Traction Group bought for £26m

Staff set for windfall after Stagecoach deal Greg Wright Deputy Business Editor BRITAIN'S largest privately owned bus company has been taken over in a £26m deal.

The Traction Group, based in Barnsley, South Yorkshire, has been acquired by the Stagecoach Group.

The deal will lead to a multi-million pound windfall for Frank Carter, who led a management buyout at Traction 18 years ago, his family and some of the company's 2,000 staff.

Traction dates back to 1902, when it operated trams around the Barnsley area. Today, it's the sixth largest bus company in Britain, with operations in South and West Yorkshire, Lincolnshire and Tayside in Scotland.

Bus companies owned by the group include Yorkshire Traction, Barnsley and District, Yorkshire Terrier, Lincolnshire Road Car and Strathtay Transport of Dundee.

Under the terms of the acquisition, Stagecoach paid 26m, of which 21.5m was in cash, and assumed Traction's net debt of around 11m. The principal vendors are Mr Carter, who stepped down as chairman and managing director on completion of the deal, two trusts in favour of members of Mr Carter's family and a Traction employee share ownership trust.

Neither Stagecoach nor Traction would disclose how the 26m would be divided between Mr Carter and the rest of the vendors.

In its financial year ended December 31 2004, Traction reported turnover of 56.6m, operating profit of 2.5m and gross assets of 50.5m.

Brian Souter, chief executive of Stagecoach Group, based in Perth, Scotland, said: "The acquisition of Traction is consistent with our strategy for growth in our core UK and North American markets, and follows the acquisition of Glenvale Transport earlier this year.

"Traction is the largest of the remaining privately-owned UK bus operators. We are excited by the prospects of acquiring Traction, and believe we can add value through innovation, investment and by applying Stagecoach's operational expertise.

Stagecoach's investment in improved services and initiatives – including Kickstart, sector-leading telemarketing campaigns and online sales – is seeing large numbers of people return to the nation's buses and demonstrates our ability to deliver impressive growth."

All Traction Group's staff will be retained following the takeover.

Stagecoach already operates around 7,000 buses in nearly 100 towns and cities. Hull-born Mr Carter started his career in 1954 as an apprentice at the city's East Yorkshire Motor Services, stripping down buses. An only child, he grew up in a musical family.

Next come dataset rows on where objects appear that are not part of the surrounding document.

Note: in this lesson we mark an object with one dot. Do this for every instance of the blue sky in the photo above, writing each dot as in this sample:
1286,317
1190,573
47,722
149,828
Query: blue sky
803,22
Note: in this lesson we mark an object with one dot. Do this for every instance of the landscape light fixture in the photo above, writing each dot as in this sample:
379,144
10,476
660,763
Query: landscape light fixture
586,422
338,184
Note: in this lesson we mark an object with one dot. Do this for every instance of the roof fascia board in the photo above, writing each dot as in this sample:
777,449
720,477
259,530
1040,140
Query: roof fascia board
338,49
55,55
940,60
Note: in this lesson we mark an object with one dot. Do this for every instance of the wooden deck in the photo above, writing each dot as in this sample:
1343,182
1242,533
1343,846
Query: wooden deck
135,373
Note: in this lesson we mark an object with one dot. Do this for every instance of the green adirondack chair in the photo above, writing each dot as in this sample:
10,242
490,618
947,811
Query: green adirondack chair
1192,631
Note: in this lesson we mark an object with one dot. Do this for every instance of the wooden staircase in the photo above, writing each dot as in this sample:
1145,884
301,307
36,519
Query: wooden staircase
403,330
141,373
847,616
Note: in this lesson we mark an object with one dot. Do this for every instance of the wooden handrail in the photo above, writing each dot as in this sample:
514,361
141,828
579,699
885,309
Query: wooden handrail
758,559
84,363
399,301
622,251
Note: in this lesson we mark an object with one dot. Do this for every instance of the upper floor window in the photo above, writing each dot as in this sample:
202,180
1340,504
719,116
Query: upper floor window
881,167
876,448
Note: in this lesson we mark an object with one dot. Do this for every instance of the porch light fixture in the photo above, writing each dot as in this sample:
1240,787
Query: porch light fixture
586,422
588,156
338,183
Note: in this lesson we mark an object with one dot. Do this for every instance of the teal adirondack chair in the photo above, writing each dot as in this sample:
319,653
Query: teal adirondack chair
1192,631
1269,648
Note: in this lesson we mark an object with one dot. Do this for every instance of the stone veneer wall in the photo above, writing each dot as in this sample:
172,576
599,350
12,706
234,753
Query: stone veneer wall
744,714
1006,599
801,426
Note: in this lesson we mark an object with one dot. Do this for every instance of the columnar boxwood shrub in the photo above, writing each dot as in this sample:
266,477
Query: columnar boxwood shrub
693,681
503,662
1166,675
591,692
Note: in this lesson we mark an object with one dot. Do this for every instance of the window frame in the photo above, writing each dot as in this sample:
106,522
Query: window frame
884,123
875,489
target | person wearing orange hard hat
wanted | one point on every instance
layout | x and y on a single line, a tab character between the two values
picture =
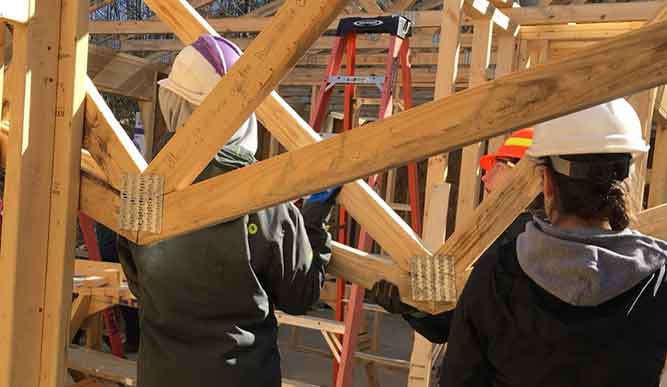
496	168
496	165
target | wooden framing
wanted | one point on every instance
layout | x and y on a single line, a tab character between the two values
16	11
50	92
39	234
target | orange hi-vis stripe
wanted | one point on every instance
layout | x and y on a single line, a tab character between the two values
517	141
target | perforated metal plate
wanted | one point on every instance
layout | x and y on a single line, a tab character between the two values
141	201
432	279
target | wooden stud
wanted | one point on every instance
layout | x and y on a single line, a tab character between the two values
15	11
79	313
658	186
107	142
504	65
27	198
435	213
469	181
518	100
66	154
242	89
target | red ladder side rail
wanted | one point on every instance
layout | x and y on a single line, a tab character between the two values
90	239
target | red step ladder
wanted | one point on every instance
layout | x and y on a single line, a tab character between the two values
90	239
398	28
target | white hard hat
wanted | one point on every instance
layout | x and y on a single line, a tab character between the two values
198	68
612	127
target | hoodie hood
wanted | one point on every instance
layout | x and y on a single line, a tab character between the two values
586	267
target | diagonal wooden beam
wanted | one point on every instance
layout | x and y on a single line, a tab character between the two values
269	57
107	141
614	68
365	206
366	269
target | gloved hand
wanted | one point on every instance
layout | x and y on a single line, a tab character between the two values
387	295
327	196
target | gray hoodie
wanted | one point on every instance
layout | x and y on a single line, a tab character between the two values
586	267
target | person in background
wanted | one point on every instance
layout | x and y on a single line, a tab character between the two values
208	297
578	299
496	168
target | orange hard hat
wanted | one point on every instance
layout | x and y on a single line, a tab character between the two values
514	147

His mother was a pianist and well-known in East Yorkshire's dancehalls during the 1930s with her 12-piece band The Gussie Beale Orchestra. She got together with his father, a coronet and banjo player, by recruiting him to the band.

greg.wright@ypn.co.uk

ON THE BUSES

The Traction Group has its roots in a tram fleet which operated in Edwardian Barnsley.

After the First World War these were replaced by buses and gradually the company expanded into surrounding areas.

n In 1969 Yorkshire Traction became part of the state-owned National Bus Company that was privatised in 1987 when the company was bought by its then directors, led by Frank Carter.

The acquisition of other companies has occurred since privatisation.

Traction is now the UK's sixth largest bus operator with more than 2,000 staff.

Before the acquisition, it was the largest bus operator in Britain not listed on the stock market.

As well as running buses and coaches, Yorkshire Traction owns and operates a regional chain of travel agencies trading under the Travelink name.

During his 50-year career, Mr Carter has worked as chief engineer with Lincolnshire Road Car, and as managing director of Yorkshire Traction.